We believe that legalizing assisted suicide is bad public policy and should be rejected by every State legislature.
Legalizing assisted suicide enables one citizen to be directly and intentionally involved with causing the suicide death of another citizen. America must not allow its citizens to be involved with causing the death of other Americans. We understand that the most tragic cases will dominate the public discussion, but the issues must be considered based on how it will affect society as a whole.

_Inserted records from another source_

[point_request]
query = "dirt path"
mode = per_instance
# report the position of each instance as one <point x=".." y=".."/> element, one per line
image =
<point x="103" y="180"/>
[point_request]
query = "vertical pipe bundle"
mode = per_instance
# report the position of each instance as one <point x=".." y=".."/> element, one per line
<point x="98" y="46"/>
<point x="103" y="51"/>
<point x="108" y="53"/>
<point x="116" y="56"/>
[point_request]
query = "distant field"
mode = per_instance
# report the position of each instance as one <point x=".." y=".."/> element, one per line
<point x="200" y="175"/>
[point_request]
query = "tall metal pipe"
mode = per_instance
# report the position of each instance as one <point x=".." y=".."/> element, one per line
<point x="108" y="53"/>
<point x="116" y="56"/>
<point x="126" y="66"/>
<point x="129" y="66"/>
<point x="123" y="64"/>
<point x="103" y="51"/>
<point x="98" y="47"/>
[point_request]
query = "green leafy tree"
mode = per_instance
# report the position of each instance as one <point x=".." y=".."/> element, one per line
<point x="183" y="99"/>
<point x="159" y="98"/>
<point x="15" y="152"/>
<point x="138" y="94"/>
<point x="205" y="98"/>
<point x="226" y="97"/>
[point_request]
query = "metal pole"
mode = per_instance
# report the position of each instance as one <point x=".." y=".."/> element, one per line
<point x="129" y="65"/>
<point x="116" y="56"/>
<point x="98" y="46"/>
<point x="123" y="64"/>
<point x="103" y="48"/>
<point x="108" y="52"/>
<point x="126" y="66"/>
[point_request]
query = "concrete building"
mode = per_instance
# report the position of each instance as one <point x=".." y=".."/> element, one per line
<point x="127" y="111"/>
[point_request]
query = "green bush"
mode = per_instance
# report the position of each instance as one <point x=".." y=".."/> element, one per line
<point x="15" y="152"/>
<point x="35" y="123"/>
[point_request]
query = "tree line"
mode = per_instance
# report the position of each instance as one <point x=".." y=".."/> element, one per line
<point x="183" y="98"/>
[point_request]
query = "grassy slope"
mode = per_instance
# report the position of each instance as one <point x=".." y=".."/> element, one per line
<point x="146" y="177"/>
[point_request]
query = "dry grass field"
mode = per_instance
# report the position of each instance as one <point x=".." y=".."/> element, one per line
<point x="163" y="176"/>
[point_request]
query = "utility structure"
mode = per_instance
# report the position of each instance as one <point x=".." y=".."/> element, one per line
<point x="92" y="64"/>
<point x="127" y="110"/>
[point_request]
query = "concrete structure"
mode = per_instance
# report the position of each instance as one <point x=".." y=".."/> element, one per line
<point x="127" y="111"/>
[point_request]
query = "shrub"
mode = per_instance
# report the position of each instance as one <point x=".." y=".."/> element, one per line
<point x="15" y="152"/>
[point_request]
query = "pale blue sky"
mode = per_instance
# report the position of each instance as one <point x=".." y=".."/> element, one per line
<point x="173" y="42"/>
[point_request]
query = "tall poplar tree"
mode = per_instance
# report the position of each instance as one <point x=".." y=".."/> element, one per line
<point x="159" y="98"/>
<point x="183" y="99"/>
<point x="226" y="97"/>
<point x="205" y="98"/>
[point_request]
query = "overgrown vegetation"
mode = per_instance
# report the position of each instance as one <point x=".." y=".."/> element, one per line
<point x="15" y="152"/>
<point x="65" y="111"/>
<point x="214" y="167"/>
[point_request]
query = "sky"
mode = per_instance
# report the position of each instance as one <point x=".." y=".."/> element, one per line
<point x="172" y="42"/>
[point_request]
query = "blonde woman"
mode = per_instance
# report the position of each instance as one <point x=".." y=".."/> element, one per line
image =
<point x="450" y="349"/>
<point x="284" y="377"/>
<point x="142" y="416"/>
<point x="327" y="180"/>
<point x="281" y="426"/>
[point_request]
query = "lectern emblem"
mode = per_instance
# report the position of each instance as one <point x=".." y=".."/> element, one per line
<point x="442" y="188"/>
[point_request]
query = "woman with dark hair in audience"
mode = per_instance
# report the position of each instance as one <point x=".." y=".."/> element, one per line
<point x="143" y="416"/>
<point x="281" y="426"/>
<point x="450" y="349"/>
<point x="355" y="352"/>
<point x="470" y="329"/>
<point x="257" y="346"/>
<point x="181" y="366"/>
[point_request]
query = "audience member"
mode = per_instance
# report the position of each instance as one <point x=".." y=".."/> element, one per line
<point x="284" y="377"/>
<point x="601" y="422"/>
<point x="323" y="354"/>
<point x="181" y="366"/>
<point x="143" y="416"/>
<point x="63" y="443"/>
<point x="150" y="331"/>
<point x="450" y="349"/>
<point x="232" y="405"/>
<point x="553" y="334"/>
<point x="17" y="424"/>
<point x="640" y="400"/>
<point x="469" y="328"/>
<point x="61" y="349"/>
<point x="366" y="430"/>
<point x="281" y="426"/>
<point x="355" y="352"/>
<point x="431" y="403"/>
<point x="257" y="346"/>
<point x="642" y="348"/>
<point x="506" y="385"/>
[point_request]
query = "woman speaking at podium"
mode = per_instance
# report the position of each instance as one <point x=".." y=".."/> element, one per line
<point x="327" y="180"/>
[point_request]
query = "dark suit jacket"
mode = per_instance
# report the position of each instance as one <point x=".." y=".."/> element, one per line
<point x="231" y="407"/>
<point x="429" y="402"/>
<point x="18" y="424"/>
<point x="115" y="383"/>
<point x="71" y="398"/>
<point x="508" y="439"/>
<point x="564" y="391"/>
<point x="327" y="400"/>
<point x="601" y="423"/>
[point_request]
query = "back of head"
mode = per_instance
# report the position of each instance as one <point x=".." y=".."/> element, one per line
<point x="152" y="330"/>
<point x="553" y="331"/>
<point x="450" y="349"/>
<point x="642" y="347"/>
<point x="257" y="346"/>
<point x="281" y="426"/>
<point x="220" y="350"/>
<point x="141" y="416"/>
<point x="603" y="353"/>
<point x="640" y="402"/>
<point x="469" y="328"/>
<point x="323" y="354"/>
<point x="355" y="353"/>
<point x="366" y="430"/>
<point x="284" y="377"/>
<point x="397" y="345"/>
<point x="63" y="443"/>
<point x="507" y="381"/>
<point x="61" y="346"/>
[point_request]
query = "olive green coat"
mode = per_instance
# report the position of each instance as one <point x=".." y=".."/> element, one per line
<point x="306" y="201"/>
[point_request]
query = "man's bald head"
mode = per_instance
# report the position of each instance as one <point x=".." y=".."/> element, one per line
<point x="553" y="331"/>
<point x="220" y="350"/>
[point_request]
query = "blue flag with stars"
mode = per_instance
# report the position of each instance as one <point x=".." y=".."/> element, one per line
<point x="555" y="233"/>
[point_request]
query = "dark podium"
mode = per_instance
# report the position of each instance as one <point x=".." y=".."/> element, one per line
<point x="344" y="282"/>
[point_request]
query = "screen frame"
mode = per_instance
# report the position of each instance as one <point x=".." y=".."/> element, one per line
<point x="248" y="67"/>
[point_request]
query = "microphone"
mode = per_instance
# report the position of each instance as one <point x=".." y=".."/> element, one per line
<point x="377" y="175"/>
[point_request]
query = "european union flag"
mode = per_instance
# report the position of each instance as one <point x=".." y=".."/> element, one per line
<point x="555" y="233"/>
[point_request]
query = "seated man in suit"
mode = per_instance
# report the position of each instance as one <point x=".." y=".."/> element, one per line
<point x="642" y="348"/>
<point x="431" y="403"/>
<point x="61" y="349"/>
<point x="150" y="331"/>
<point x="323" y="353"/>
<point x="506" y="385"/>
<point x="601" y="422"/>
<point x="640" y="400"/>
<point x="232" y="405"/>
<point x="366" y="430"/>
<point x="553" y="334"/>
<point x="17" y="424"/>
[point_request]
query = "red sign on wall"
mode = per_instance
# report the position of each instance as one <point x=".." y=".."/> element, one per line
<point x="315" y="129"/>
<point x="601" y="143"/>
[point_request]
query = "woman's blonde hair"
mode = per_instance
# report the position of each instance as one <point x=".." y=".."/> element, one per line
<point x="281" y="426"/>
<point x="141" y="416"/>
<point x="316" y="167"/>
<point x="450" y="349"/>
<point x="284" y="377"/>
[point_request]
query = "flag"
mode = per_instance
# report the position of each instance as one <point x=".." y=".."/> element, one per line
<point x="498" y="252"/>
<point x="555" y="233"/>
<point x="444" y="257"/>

Assisted suicide is not a socially acceptable response to terminal or incurable illness or chronic conditions. Legalizing assisted suicide may result in some people feeling pressured and thereby considering themselves or their loved ones as ‘better-off-dead’. Some people will feel obliged to justify why they want to continue medical treatment. For many, including attending physicians, assisted suicide would become the unspoken, but ever present, question resulting in a subtle, negative change to the doctor-patient relationship. Will this result in a “duty to die”?
The government must not place the lives of citizens at risk. Legislators need to apply the precautionary principle: the higher the risk – the higher the burden of proof on those proposing legislation. The risk of abuse cannot be eliminated.
Assisted suicide poses a threat to the equality of persons. The lives of some in our community will be considered — “not worth living”. Among those at greatest risk are the elderly, the lonely, those living with disabilities, those experiencing chronic illness and those with limited access to good medical care. Laws that prohibit assisted suicide protect every Americans equally.
Older people are not a problem to be rid of — they’re a generation to be honored and cared for. Elder Abuse has become a significant problem in America. We cannot ignore the possibility that dependent elderly people may be coerced into assisted suicide. We cannot put older Americans at risk by creating new paths to elder abuse.
Legalizing assisted suicide is a recipe for abuse. So-called ‘safeguards’ are an illusion because they are unable to prevent the potential for coercion and abuse.
Every American should have access to quality pain control — no matter where they live. Pain control and palliative medicine should be given a higher priority in medical training so that every American can benefit.
Being involved in one’s health care plan and making informed choices are vitally important to a patient’s sense of well-being. Assisted suicide would weaken the autonomy of patients, reducing their choices about their care and symptom management. Assisted suicide could be increasingly adopted as the easier option to the exclusion of genuine patient centered care.